Parmi les innovations de cette époque il faut noter spécialement l’adoption du service à l’assiette, invention des frères Troisgros. Ce service à l’assiette, outre qu’il va ouvrir la voie à quelques autres changements, peut être considéré comme le symbole de ce qui est sans doute l’apport décisif de la Nouvelle Cuisine : la déclaration d’indépendance des cuisiniers qui offre à la cuisine sa véritable autonomie. Par ce geste les chefs affirment leur statut de créateurs, ce qui va avoir des conséquences assez considérables dans l’évolution de la gastronomie toute entière, c’est à dire envisagée comme système. À partir de la fin des années 60, ce n’est pas seulement la cuisine qui s’autonomise, ce sont les cuisiniers en tant que créateurs (comme on parle, à peu près au même moment, de « créateurs de mode » et non plus de couturiers). Curieusement, d’ailleurs, cette affirmation nouvelle va permettre l’éclosion un peu partout dans le monde de cuisines originales. Si la cuisine française peut encore servir de modèle conceptuel, elle perd sa situation hégémonique : dès les années 70, de l’Espagne à la Californie, de l’Italie à l’Australie, naissent des cuisines originales qui s’inspirent de l’exemple de la Nouvelle Cuisine Française, mais puisent également à d’autres sources, locales ou avec lesquelles existent des affinités.

À partir de là, l’innovation en cuisine ne respecte plus un axe relativement linéaire et une progression diachronique, mais elle se spatialise, en quelque sorte, et connaît un développement synchronique.

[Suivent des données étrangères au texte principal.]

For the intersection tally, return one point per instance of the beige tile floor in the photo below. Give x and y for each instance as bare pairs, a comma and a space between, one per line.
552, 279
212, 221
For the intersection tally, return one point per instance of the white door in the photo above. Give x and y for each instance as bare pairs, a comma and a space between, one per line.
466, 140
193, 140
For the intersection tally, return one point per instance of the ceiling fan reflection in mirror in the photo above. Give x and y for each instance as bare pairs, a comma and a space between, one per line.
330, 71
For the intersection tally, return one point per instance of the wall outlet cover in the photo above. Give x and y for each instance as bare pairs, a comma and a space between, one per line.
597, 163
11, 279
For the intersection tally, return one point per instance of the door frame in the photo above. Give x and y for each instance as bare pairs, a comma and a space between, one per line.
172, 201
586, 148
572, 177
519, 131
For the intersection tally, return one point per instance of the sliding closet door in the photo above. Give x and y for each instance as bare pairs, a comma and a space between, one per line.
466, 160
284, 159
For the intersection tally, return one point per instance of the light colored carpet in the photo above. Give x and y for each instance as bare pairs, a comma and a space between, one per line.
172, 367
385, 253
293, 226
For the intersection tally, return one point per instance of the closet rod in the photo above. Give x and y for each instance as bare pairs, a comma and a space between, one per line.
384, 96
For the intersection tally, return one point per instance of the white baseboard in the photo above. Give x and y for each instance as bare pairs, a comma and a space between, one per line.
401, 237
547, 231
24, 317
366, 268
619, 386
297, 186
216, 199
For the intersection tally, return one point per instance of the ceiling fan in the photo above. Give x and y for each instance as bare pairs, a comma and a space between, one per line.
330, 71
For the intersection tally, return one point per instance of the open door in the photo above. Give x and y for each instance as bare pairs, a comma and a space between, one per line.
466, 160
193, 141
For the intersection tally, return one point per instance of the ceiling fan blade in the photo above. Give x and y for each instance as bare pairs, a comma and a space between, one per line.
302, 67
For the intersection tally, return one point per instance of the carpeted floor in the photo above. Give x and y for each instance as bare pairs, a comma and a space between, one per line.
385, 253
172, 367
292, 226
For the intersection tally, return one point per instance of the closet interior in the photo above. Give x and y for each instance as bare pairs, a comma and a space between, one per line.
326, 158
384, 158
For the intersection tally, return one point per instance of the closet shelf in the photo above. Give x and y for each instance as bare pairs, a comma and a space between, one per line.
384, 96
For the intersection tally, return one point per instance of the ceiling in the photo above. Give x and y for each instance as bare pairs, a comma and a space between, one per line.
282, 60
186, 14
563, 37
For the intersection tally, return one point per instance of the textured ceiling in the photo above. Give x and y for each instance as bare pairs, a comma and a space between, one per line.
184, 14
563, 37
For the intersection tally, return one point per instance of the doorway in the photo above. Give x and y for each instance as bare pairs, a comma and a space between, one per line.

Ce n’est plus dans le respect des règles et dans l’interprétation que peut en donner le cuisinier que réside le talent, mais, en très grande partie, dans la capacité de celui-là à créer de la nouveauté. Comme on l’a vu celle-ci peut être de deux types suivant que l’on se place du point de vue du praticien ou de son public. On aura donc d’un côté des chefs que l’on peut considérer comme des créateurs de goûts nouveaux et d’autres davantage comme des entrepreneurs avisés. Mais les uns et les autres créent effectivement de la nouveauté : l’une concerne davantage la cuisine, l’autre son mode de consommation.